Finra’s 2018 Budget Might Reveal Sweeping Changes
Finra’s board is expected to make “tough choices” when it meets in December to discuss and approve the self-regulator’s budget for 2018, according to Finra CEO Robert Cook.
“We’re working to re-think in some ways the whole combination of our budget, fees, fines, endowments,” Cook said last month at the Sifma annual meeting in Washington, D.C.
Cook acknowledged Finra is facing budgetary challenges, including “declining industry revenues” and “shortfalls.”
“We have a combination of factors to think through,” he said, without giving any details on the direction the board plans to take with next year’s budget.
One of the issues raised at the Sifma annual meeting, and in other forums and events in recent weeks, is the lack of transparency over how Finra uses the fines it collects.

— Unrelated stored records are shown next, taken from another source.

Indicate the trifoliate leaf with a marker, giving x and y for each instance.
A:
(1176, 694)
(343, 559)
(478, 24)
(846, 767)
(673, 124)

Cook reiterated that the SEC has proposed that the fines collected by Finra be “allocated to capital and strategic regulatory initiatives,” but said he understands why “people want transparency over that.”
Finra ordered broker-dealers to pay fines totaling $26.6 million in the first eight months of 2017, sharply lower than $173.8 million in 2016.

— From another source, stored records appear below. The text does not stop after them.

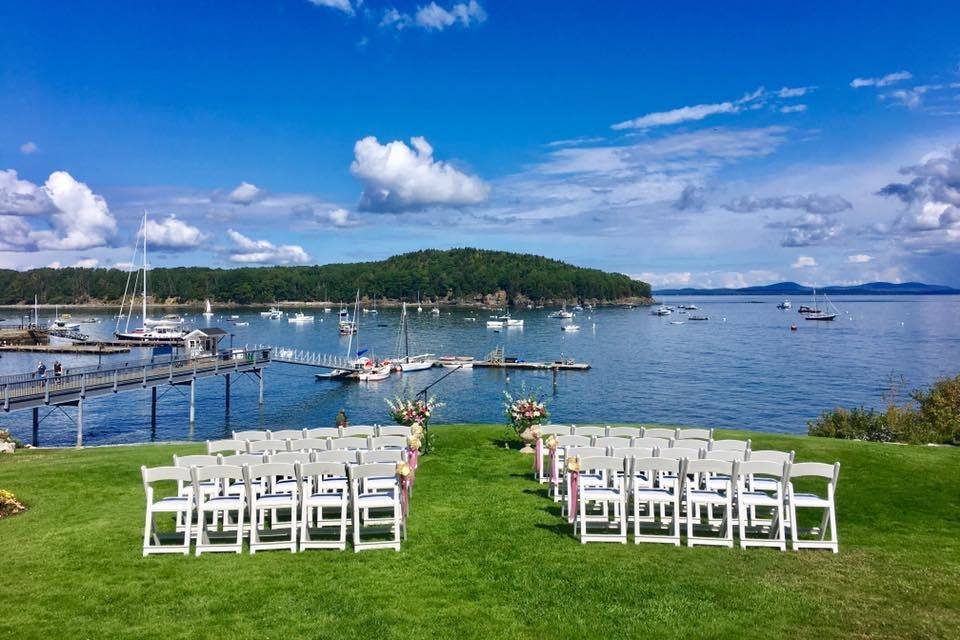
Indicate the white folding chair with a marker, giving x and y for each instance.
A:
(697, 496)
(624, 432)
(322, 487)
(657, 493)
(287, 434)
(730, 445)
(322, 432)
(217, 505)
(747, 501)
(658, 432)
(180, 504)
(271, 501)
(388, 442)
(254, 434)
(611, 495)
(589, 430)
(809, 500)
(350, 443)
(395, 430)
(308, 444)
(694, 434)
(364, 501)
(226, 446)
(361, 430)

The fines collected by Finra last year – a record high – helped offset the decline in the self-regulator’s operating revenues to $844.6 million in 2016 from $898.7 million in 2015. The majority, or 53%, of Finra’s operating revenues last year came from regulatory revenues including gross income assessment, personnel assessment, branch office assessment and trading activity fees. User revenues -- including registrations, qualification examinations, Finra-sponsored educational programs and conferences, and reviews of advertisements, corporate filings and disclosures -- made up 22% of operating revenues last year, which the self-regulator says is consistent with the level generated yearly.

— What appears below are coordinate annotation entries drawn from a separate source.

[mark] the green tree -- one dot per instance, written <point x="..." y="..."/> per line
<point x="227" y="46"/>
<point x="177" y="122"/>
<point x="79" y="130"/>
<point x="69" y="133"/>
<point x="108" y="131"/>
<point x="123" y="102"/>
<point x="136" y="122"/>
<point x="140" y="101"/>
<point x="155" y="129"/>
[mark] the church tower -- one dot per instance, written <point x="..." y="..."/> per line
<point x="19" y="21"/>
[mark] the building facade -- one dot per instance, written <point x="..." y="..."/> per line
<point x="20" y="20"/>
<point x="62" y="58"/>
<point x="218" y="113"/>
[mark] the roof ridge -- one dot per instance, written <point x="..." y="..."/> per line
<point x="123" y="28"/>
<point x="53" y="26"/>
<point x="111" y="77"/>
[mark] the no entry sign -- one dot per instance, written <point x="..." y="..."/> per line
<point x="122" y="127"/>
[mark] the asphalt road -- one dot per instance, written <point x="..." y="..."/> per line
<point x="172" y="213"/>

The fines helped Finra achieve $1.018 billion in net revenues in 2016, up from $992.5 million in 2015. It also helped Finra produce a net profit of $57.7 million in 2016, a turnaround from a net loss of $39.5 million in 2015.
Finra cannot always rely on fines to boost its bottom line, however, with Cook noting that fines can go “up or down.”
Last year’s total fines were boosted in part by cases with larger fines closing toward the end of 2016 rather than in 2017. One case that involved a $10 million fine was under investigation by the regulator’s enforcement division for around two years and happened to close on Dec. 28, 2016.
In 2016, four cases made up around $62 million of the total fines imposed in 2016. These included two AML-related cases involving Raymond James (May 2016) and Credit Suisse (December 2016), with fines totaling $24 million; a MetLife variable annuities case with a $25 million fine; and a Deutsche Bank supervisory case with a $12.5 million fine.
The fines collected by Finra are segregated into a separate account. They are meant to be used to fund capital expenditures and specified regulatory projects related to protecting investors and ensuring market integrity.
At the Sifma annual meeting, Lynette Kelly, executive director of the Municipal Securities Rulemaking Board, said transparency is also often an issue raised with the MSRB. Like Finra, MSRB is an SRO subject to SEC oversight.
Kelly said one solution the MSRB has put forward is publishing earlier this year it’s “first-ever” budget summary, which it plans to produce annually.
“We’ve always published our financial statements that of course look back to the year that passed, but the budget summary gives a better understanding of how the resources or the money that has been entrusted to us are being spent. The level of transparency around that is appreciated,” she said.